UNC’s Office of Information Systems will be posting bite-size IT Security tips for our users. As IT security concerns become more a part of our everyday life, awareness is one of our best allies. This week's edition offers tips for securing sensitive information. For more information, contact your local IT Support or chat with us at help.med.unc.edu.

OIS Security Bytes: Securing Sensitive Information click to enlarge Build secure habits.

Top Ten Ways to Secure Sensitive Information NOW

10. Delete old sensitive files.

If you no longer need a sensitive file, get rid of it! Many investigations (and breaches) involve data that was no longer needed or used. Old data puts our systems at unnecessary risk.

9. Store your data on University managed servers.

If you are not sure which server that would be for your department, or if you need assistance accessing the space, please contact your local support or OIS at https://help.med.unc.edu.

8. Do not store sensitive files on your local desktop or laptop.

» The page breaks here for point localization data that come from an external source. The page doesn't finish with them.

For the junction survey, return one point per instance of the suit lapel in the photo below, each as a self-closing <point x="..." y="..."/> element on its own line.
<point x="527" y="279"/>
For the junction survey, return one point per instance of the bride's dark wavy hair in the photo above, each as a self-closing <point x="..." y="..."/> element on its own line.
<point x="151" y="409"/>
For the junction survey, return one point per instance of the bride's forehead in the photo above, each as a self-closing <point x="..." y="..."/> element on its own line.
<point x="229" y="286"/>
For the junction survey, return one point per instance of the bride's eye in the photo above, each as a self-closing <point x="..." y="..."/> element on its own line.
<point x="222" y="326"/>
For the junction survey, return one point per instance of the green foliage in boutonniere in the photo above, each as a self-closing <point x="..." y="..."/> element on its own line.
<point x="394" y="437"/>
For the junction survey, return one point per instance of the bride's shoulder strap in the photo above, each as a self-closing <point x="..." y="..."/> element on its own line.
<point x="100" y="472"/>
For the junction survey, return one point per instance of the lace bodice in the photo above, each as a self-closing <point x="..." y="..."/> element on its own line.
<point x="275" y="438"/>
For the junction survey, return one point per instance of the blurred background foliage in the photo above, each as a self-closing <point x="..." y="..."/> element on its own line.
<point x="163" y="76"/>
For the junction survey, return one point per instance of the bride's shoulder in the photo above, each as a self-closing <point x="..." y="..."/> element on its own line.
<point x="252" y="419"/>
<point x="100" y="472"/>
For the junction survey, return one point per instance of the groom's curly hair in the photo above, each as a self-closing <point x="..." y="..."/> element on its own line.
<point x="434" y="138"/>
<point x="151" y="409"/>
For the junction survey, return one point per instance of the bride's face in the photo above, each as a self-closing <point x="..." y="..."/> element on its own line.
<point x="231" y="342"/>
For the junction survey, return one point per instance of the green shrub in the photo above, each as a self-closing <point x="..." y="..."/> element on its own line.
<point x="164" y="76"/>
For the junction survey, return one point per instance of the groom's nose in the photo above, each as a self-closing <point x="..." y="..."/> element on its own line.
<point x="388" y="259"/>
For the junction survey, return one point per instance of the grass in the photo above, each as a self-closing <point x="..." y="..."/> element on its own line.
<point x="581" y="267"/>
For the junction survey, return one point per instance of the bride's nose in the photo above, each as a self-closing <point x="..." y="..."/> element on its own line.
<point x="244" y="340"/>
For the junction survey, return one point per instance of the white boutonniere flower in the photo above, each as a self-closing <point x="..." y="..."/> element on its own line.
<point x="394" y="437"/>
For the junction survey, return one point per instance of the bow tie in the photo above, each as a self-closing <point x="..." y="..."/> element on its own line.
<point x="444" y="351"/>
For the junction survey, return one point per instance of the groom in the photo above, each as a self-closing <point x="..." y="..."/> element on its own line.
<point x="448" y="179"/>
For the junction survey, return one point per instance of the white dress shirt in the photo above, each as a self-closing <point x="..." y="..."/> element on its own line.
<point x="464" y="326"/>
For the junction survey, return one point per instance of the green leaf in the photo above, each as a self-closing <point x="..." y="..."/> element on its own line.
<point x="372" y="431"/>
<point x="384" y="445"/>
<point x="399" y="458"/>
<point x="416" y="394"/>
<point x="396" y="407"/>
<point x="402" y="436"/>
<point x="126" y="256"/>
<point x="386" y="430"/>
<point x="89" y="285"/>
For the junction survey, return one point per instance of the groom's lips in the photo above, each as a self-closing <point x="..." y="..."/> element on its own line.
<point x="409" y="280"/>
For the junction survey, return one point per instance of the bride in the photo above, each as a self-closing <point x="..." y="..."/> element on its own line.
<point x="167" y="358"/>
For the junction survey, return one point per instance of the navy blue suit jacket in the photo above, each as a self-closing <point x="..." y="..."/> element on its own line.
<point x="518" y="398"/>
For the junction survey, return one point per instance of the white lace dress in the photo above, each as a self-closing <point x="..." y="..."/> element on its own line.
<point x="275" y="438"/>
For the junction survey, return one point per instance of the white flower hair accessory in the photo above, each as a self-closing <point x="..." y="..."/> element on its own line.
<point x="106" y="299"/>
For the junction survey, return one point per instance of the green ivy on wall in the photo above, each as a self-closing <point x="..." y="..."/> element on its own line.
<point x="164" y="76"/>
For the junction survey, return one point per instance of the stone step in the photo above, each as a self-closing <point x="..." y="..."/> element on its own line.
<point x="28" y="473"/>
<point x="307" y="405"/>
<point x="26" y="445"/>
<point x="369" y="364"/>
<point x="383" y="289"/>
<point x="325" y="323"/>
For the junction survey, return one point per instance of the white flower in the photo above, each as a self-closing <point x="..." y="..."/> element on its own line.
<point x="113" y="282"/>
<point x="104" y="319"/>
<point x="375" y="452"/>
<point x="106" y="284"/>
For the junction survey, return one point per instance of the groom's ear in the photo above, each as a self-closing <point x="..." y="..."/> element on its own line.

Even if your computer is fully encrypted, data stored locally is at risk. Encryption protects against a stolen or lost system, but if your system becomes infected or compromised, all local data is at risk.

7. Do not store sensitive files in unapproved cloud storage.

Examples of unapproved cloud storage includes services like Dropbox, Google Docs, Sakai, etc.

6. Use Hardware encrypted memory sticks.

When storing files offline, these devices are foolproof and, if lost or stolen, are considered safe harbor.

5. Encrypt documents before sending them through email.

The campus email system is cleared for sensitive data. However, when you open an email attachment, a copy is stored on the recipient’s local hard drive.  A password on the document encrypts it and protects it from attacks on the recipient’s machine.

4. Use strong passwords on Microsoft Office files containing sensitive information.

This adds an extra layer of protection in case your Onyen credentials are compromised by a targeted Phishing message. 

3. Develop safe password habits.

a. Use strong passwords or passphrases.

b. Do not use the same password on multiple accounts.

c. Do not write passwords down.

2. Use a password manager.

Password managers are a safe way to improve your password habits.

1. If you handle sensitive information and experience unusual or unexpected activity on your computer, STOP!!!

Call 962-HELP and ask them to submit a critical Remedy ticket to IT Security reporting that you have a possible virus on a sensitive machine. Doing nothing to your machine can preserve forensic evidence and help us to more quickly determine if your data is at risk.